Adhesive capsulitis has been associated with other systemic conditions that have an apparent lack of innate relation to the shoulder. The most commonly associated systemic disease is diabetes mellitus. Importantly, the conditions of patients with diabetes tend to be quite difficult to manage, with less clinical improvement and higher rates of recurrence, especially in persons with peripheral neuropathy, persons who have had a longer duration of time since the diagnosis of diabetes, and older persons. Both hypothyroidism and hyperthyroidism have been observed with adhesive capsulitis. Dupuytren contracture, an inherited condition of the hand characterized by digital flexion contracture and adhesions, has also been associated with adhesive capsulitis. Although autoimmune disease has been suggested to be an associated condition, autoimmune serology testing has proved to be inconclusive.

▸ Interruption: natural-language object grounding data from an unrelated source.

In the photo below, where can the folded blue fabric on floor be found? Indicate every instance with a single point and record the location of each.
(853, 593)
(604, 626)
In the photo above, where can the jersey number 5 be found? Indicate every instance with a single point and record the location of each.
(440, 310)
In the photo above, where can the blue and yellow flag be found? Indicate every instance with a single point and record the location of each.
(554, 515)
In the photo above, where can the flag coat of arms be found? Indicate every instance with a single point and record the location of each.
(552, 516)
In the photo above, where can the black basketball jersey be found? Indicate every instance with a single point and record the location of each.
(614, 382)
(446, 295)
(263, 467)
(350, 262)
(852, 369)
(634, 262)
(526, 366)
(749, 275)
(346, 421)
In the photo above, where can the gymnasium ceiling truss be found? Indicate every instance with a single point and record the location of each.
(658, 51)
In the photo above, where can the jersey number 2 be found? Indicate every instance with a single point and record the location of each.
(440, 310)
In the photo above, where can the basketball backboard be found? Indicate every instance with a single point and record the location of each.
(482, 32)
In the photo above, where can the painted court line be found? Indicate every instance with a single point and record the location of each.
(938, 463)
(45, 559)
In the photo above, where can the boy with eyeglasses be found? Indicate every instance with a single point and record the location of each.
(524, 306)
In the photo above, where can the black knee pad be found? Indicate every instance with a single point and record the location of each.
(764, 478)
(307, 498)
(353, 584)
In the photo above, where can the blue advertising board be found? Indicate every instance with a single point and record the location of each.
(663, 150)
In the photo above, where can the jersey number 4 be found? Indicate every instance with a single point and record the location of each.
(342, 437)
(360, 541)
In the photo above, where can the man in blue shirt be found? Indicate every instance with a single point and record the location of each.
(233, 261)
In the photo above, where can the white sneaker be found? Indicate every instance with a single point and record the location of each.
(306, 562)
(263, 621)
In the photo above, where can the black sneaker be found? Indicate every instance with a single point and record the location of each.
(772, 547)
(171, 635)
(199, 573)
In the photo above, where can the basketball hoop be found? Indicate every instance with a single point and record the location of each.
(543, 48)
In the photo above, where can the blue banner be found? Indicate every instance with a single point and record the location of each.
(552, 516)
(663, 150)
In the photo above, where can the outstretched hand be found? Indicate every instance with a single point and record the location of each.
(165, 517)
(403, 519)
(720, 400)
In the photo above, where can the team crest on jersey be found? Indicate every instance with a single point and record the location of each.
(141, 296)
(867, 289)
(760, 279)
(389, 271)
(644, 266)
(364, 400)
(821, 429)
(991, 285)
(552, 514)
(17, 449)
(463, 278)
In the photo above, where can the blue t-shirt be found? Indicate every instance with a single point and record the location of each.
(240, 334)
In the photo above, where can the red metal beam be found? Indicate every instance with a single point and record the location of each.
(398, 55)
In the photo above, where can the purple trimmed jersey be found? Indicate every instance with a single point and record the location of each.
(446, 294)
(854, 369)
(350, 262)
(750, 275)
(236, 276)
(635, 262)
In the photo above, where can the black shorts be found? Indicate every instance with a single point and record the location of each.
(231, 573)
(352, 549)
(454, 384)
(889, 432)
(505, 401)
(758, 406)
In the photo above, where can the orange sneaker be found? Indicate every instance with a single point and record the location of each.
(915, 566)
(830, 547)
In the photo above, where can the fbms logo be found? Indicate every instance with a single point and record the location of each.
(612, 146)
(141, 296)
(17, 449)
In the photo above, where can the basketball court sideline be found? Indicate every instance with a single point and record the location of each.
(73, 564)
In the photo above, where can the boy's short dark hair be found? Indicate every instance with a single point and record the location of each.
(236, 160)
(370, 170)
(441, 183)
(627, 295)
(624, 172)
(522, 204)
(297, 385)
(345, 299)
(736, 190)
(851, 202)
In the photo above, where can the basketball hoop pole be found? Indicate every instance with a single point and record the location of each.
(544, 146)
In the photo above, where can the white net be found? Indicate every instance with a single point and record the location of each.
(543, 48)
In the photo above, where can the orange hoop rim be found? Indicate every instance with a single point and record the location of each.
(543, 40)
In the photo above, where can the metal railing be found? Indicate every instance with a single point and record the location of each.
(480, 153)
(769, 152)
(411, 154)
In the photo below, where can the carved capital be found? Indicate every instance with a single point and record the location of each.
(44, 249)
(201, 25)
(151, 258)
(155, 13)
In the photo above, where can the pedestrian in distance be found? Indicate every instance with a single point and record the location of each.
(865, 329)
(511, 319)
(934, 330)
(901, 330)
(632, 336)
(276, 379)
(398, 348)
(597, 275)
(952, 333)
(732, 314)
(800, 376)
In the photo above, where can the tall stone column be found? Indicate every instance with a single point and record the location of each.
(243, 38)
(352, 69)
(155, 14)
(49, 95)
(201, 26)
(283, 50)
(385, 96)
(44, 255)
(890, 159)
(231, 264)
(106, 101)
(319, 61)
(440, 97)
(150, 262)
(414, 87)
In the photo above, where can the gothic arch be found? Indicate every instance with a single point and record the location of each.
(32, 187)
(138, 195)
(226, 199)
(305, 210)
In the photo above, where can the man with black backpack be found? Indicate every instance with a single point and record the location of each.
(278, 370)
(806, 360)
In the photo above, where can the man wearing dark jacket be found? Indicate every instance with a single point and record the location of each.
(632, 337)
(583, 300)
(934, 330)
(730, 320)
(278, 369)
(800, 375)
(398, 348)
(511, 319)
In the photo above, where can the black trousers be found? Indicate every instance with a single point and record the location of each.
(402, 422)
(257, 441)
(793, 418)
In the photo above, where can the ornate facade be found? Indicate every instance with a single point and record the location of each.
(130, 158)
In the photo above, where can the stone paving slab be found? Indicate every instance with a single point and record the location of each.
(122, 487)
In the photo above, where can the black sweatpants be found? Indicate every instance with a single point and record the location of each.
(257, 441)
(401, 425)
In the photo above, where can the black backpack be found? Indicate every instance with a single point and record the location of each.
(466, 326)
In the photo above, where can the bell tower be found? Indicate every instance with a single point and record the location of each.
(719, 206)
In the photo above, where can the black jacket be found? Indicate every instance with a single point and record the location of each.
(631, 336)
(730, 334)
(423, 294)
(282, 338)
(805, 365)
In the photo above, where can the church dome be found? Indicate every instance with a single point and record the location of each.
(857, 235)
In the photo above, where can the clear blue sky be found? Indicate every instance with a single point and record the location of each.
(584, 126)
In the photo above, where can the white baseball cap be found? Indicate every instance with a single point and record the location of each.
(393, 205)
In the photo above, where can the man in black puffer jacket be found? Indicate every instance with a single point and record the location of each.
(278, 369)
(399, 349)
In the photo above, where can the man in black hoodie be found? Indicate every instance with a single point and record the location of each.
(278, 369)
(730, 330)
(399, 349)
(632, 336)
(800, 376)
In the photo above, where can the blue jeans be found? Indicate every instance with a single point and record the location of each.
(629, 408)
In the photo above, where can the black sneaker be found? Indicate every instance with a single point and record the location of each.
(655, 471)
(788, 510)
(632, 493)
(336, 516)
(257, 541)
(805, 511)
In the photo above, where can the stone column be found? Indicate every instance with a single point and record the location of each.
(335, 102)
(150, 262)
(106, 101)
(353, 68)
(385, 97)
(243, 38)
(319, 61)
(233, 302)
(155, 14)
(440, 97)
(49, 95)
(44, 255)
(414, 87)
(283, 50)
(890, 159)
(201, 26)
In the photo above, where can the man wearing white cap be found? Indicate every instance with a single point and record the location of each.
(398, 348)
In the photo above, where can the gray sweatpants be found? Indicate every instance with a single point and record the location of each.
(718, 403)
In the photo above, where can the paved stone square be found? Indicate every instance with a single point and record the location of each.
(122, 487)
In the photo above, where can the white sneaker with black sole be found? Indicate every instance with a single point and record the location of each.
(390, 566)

The true cause of adhesive capsulitis is unknown. Nevertheless, a progression of events (freezing, frozen, and thawed stages) has been proposed and used in the literature. Initially the instigation of a fibrinous hypervascular, hypertrophic synovitis leads to capsular scarring and loss of the axillary fold (the freezing stage). The precipitating factor may be related to a fibrotic cascade involving transforming growth factor-β. Pain is moderate to severe, especially at night. Once resolution of the synovitis occurs, a dense hypercellular collagenous fibrotic capsule remains, which exhibits significant stiffness. Pain is improved and is generally present only at the ends of motion and at night. Adhesions and stiffness variably persist, both in severity and in duration. Pain eventually minimizes or resolves completely. Despite the lack of a well-defined natural history, Grey reported that 96% of patients with a minimum of 2 years of follow-up had normal function with reassurance and use of oral pain medication. At 4-year follow-up, Miller et al. reported that 100% of patients had normal function and minimal pain with home-based therapy and use of oral antiinflammatory medications. In contrast, O’Kane et al. reported that up to 40% of patients could not lift an 8-lb object onto a shelf or a 20-lb object at their side at 2-year follow-up. Further, Binder et al. reported on 16 patients with residual mild to severe limited motion at 3.5-year follow-up. At longer follow-up (more than 4 years), residual pain and lost motion has also been reported in up to half of patients.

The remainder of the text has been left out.